Es que a Mawarí eso de ser periodista se la metido en la
piel y sobre todo en la yema de los dedos con que teclea las más verídicas
crónicas o las más reveladoras entrevistas, y esta sinceridad sin medias tintas
la ha hecho acreedora de halagos ruborizantes pero también de insultos hasta
declararla persona non grata en un pueblito del estado Bolívar.
Como me toca estar en
el génesis de sus artículos, pues cuando me asignan soy su chofer y fotógrafa,
tengo la oportunidad de corroborar la veracidad de sus textos. En esto no he
hallado fallo alguno, son ciertos y a pesar de trabajar en el lado más suave
del periodismo, el de cultura, ni esto
hace que se le ablande el cuero. Traza los verbos, analogías o cualquier
recurso literario sin mucho eufemismo, describiendo cada detalle para terminar
pintando una obra hiperrealista del hecho.
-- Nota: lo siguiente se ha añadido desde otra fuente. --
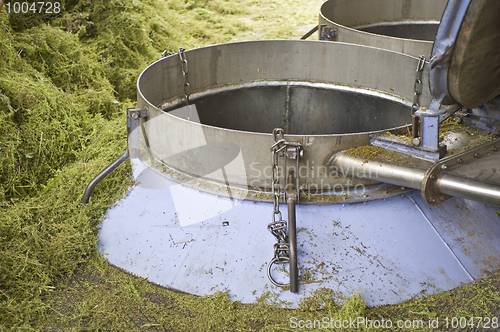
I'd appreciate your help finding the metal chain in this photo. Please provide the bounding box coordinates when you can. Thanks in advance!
[267,128,301,287]
[179,47,191,106]
[411,55,425,116]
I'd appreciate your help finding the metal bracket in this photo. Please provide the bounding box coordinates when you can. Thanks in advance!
[370,105,460,161]
[127,107,148,158]
[422,139,500,204]
[319,24,339,41]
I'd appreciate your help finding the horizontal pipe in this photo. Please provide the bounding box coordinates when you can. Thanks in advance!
[82,150,129,205]
[436,174,500,206]
[333,153,426,189]
[333,153,500,206]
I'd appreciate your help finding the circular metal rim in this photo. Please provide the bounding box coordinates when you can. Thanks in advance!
[137,40,430,204]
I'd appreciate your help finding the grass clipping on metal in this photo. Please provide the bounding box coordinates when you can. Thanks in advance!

Con descaro admite en su biografía que lo de ella “es
escuchar historia” pero es que no se queda ahí, también las cuenta así que si
alguna vez les toca ser entrevistado por Mawarí dese por descubierto. Pregunta
sin pudor y el pobre blanco de sus planes textuales siente la confianza para
contar sus penas, éxitos, secretos y hasta la comodidad de echar una “lloraíta”.
Yo he sido espectadora silente de esto, no me queda más remedio
que tomar mi cámara y retratar a los incautos que se dejan convencer por la
naturalidad con que Mawarí los aborda, los que eventualmente la llamarán para
felicitarla (cosa que pasa con mucha frecuencia) o amenazarla por mostrar la moneda tanto en cara
como en cruz de algún entrevistado.
Pero conmigo Basanta a sobrepasado los límites, se tomó un tiempo
más de lo acostumbrado. Aprovechó cada recorrido a las pautas, esperas en las
sillas de alguna institución, obra de teatro, presentación en que la acompañé
obligada por mi jornada laboral, incluso en algún improvisado almuerzo para
sacarme todas mis verdades, averiguar mis gustos y al fin exponerlo en una
entrevista para que toda Guayana los leyera. "Las múltiples facetas de una periodista"
Pensé que era una amistad sincera, pero te he descubierto y
así se lo hago saber por lo menos a unos pocos.